Ela dá uma risada leve.
— Tudo bem! Eu abraço por nós dois. — E, de fato, me abraça mesmo assim. É uma versão de sequestro educado. Ela cheira a lavanda e bolacha caseira.
— Ele teve um ótimo dia hoje. Pintou, cantou, e me contou tudo sobre o seu carro de luxo que virou nave espacial. — Ela pisca para mim.
— Ele contou? Ótimo. Já posso virar piada nacional.
— Não seja tão sério, Sr. Walker. Criança feliz é criança criativa. E Elijah é uma das mais doces.
Ela agacha na frente dele e segura suas mãozinhas.
— Amanhã tem o ensaio para o piquenique anual, lembra? Vamos praticar a dança! E o Sr. Walker está mais do que convidado para participar.
— Eu não danço. — respondo de imediato.
Ela se levanta e coloca as mãos na cintura.
— Todo mundo dança, Sr. Walker.
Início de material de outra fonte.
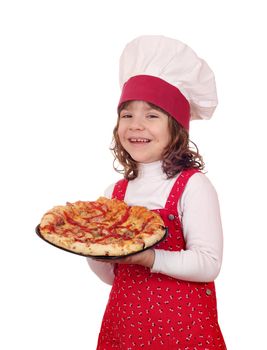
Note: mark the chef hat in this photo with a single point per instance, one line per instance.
(169, 74)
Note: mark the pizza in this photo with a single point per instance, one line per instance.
(105, 227)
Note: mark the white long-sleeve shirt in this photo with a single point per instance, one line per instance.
(199, 212)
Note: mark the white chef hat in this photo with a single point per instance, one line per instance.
(169, 74)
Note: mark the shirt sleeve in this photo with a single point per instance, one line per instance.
(104, 270)
(201, 259)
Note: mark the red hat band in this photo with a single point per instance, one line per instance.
(157, 91)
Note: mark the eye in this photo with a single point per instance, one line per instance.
(125, 116)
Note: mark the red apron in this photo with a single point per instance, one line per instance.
(154, 311)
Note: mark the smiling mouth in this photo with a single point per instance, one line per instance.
(139, 140)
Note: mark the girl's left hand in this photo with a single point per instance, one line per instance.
(145, 258)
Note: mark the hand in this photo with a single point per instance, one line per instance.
(145, 259)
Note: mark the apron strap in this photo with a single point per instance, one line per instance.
(178, 188)
(120, 189)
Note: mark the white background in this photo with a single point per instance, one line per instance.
(59, 89)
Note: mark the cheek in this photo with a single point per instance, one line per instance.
(120, 133)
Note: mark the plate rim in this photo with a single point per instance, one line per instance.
(106, 257)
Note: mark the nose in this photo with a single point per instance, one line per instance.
(136, 124)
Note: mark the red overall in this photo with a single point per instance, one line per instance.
(154, 311)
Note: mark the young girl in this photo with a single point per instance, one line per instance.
(164, 297)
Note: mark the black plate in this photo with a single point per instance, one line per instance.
(37, 230)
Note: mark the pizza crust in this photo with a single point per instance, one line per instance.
(133, 229)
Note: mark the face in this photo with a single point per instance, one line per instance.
(143, 131)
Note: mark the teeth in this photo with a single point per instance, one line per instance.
(139, 140)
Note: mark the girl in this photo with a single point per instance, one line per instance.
(164, 297)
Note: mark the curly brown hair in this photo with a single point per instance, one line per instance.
(177, 155)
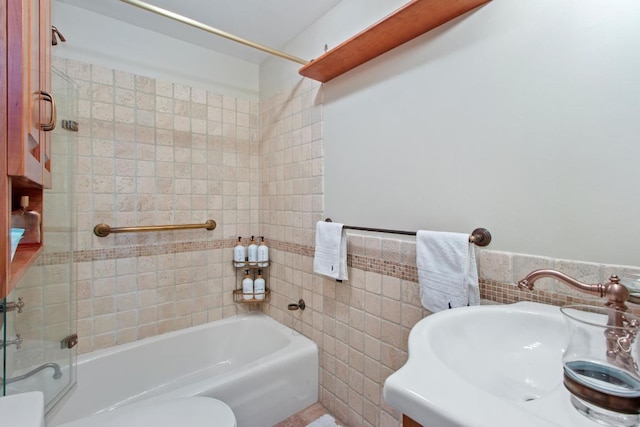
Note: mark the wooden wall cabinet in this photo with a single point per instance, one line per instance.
(28, 113)
(31, 112)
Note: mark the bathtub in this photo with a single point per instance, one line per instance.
(262, 369)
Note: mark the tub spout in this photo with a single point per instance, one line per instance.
(617, 294)
(57, 373)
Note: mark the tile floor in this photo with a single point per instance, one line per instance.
(307, 416)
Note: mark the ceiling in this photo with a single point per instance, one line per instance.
(272, 23)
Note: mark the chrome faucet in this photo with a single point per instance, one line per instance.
(57, 373)
(617, 294)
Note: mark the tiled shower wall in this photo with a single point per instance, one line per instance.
(361, 326)
(154, 152)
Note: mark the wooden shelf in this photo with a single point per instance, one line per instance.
(23, 259)
(413, 19)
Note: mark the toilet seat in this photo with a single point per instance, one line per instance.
(196, 411)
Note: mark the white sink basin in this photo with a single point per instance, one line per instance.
(23, 410)
(495, 365)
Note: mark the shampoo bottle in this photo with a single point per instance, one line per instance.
(253, 251)
(28, 220)
(263, 253)
(259, 286)
(239, 254)
(247, 286)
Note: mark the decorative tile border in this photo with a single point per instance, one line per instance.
(133, 251)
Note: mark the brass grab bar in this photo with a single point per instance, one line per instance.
(103, 230)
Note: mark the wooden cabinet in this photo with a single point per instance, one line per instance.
(28, 113)
(31, 108)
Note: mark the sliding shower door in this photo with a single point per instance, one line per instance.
(43, 314)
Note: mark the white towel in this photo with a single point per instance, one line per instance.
(330, 257)
(447, 270)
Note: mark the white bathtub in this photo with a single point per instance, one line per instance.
(262, 369)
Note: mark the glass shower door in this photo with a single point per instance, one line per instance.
(42, 316)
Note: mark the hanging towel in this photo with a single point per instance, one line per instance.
(447, 270)
(330, 257)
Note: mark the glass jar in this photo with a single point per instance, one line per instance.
(601, 364)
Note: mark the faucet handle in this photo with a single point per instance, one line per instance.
(18, 341)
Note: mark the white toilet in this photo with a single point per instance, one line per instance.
(194, 411)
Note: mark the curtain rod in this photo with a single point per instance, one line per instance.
(176, 17)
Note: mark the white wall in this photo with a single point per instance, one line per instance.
(521, 117)
(100, 40)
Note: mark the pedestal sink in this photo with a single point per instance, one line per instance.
(495, 365)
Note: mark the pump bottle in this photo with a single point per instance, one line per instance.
(28, 220)
(247, 286)
(259, 286)
(239, 254)
(263, 253)
(253, 251)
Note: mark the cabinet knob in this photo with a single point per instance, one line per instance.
(47, 127)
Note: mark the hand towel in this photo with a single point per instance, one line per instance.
(447, 270)
(330, 256)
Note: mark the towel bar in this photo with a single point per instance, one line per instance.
(479, 236)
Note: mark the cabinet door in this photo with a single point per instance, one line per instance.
(31, 110)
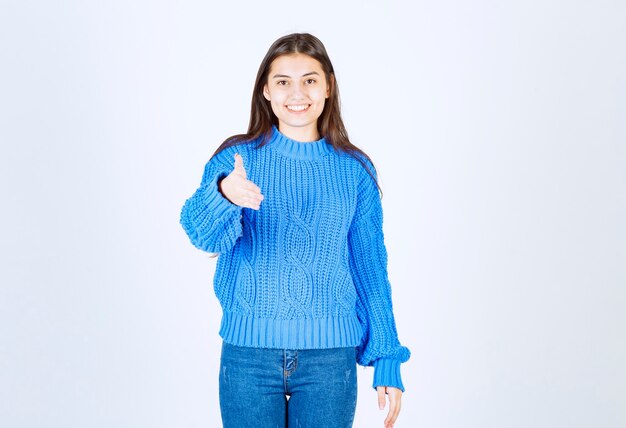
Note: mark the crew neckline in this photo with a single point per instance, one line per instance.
(298, 149)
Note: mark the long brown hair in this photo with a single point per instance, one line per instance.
(329, 124)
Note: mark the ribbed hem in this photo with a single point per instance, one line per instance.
(316, 333)
(387, 373)
(297, 149)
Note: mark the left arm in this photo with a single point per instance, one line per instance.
(380, 346)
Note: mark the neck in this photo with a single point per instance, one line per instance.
(302, 134)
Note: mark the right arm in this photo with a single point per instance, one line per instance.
(211, 221)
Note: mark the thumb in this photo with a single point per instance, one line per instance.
(239, 169)
(381, 397)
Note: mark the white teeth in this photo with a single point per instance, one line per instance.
(298, 108)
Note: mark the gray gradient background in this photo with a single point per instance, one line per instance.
(498, 129)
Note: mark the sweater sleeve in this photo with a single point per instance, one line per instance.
(380, 346)
(211, 221)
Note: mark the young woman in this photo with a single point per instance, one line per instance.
(293, 209)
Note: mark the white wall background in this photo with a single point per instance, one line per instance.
(499, 132)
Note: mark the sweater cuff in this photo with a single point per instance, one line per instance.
(214, 201)
(387, 373)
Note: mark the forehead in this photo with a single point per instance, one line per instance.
(295, 65)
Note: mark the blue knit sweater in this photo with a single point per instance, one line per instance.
(309, 268)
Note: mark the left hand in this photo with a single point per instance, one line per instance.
(395, 398)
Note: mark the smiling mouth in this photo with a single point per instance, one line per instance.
(298, 108)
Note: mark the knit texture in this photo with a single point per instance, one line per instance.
(309, 268)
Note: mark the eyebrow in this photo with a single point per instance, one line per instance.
(305, 74)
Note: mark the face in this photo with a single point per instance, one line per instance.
(297, 90)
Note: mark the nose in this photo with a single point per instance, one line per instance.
(297, 92)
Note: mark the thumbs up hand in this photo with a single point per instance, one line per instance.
(238, 189)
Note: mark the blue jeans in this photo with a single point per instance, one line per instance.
(254, 384)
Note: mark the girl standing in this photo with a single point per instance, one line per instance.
(294, 212)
Uns melhor, outros com mais... coragem.
— Você quer dizer vergonha alheia.
Ela ri. De novo. Como alguém consegue rir tanto sem se engasgar?
— Elijah, vá pegar sua mochila — ela pede ao menino, que dispara para fora da sala.
Agora somos só nós dois. O ar parece mais apertado.
— Olha, Miss Laura...
— Laura. Pode me chamar só de Laura.
— Certo. Laura. — Repito como se estivesse mastigando caco de vidro. — Eu não sou bom com isso. Crianças. Escolinhas. Esse teatro colorido que chamam de educação.
— Percebi. — Ela sorri. De novo.
— Então já sabe que não vou aplaudir suas canções, nem entrar em roda de histórias, nem fingir que glitter faz parte de uma vida equilibrada.
— Não quero fingimento. Quero presença.
— Presença? — solto um riso curto, seco. — Estou aqui, não estou? Isso é mais do que muita gente teria feito.
Ela não recua, não pisca. Apenas ergue o queixo, firme.
— E ainda assim, você pode ser mais. — Os olhos dela brilham com uma confiança que me irrita. — Em três semanas, você vai rir, dançar, pintar alguma coisa e sair daqui menos cinza do que entrou.
Dou um passo para mais perto, deixando minha voz pesar.
— Rir? Eu rio quando quero, não quando alguém me dita.
— Dançar? Prefiro quebrar um osso do que passar vergonha.
— Pintar? Não gasto tempo rabiscando quando tenho papéis demais para assinar .
O sorriso dela não vacila. Isso me incomoda mais do que qualquer resposta.
Ela estende a mão. Outra vez.
Cruzo os braços, firme. — Você insiste nesse gesto como se fosse resolver alguma coisa. Aperto de mãos não transforma ninguém.
— Não. Mas transforma intenções. — Ela segura meu olhar, desafiadora.
Ficamos em silêncio. É quase um duelo. A sala, com seus cartazes coloridos e chão brilhante, parece se contrair ao redor. Eu sei que deveria ignorar, virar as costas, encerrar essa cena ridícula. Mas não.
Estendo a mão, devagar, como quem aceita entrar numa guerra sabendo que não sairá ileso. Seguro a dela com firmeza excessiva, deixando claro: não é rendição, é confronto.
— Certo, Miss... Laura. — Pauso antes do nome. Carrego o peso na voz. É um aviso, não uma concessão.
Nesse momento, Elijah volta com a mochila nas costas, as bochechas rosadas e um desenho na mão.
— Fiz para você, tio Caine!
Ótimo. Agora sou parte de alguma arte da criança.
Mas ao olhar o desenho — rabiscos, papel amassado e uma estrela gigante — algo em mim amolece um pouquinho.
Três semanas.
Acho que posso sobreviver.
Talvez.
Ou morrer coberto de papel de todos os tipos.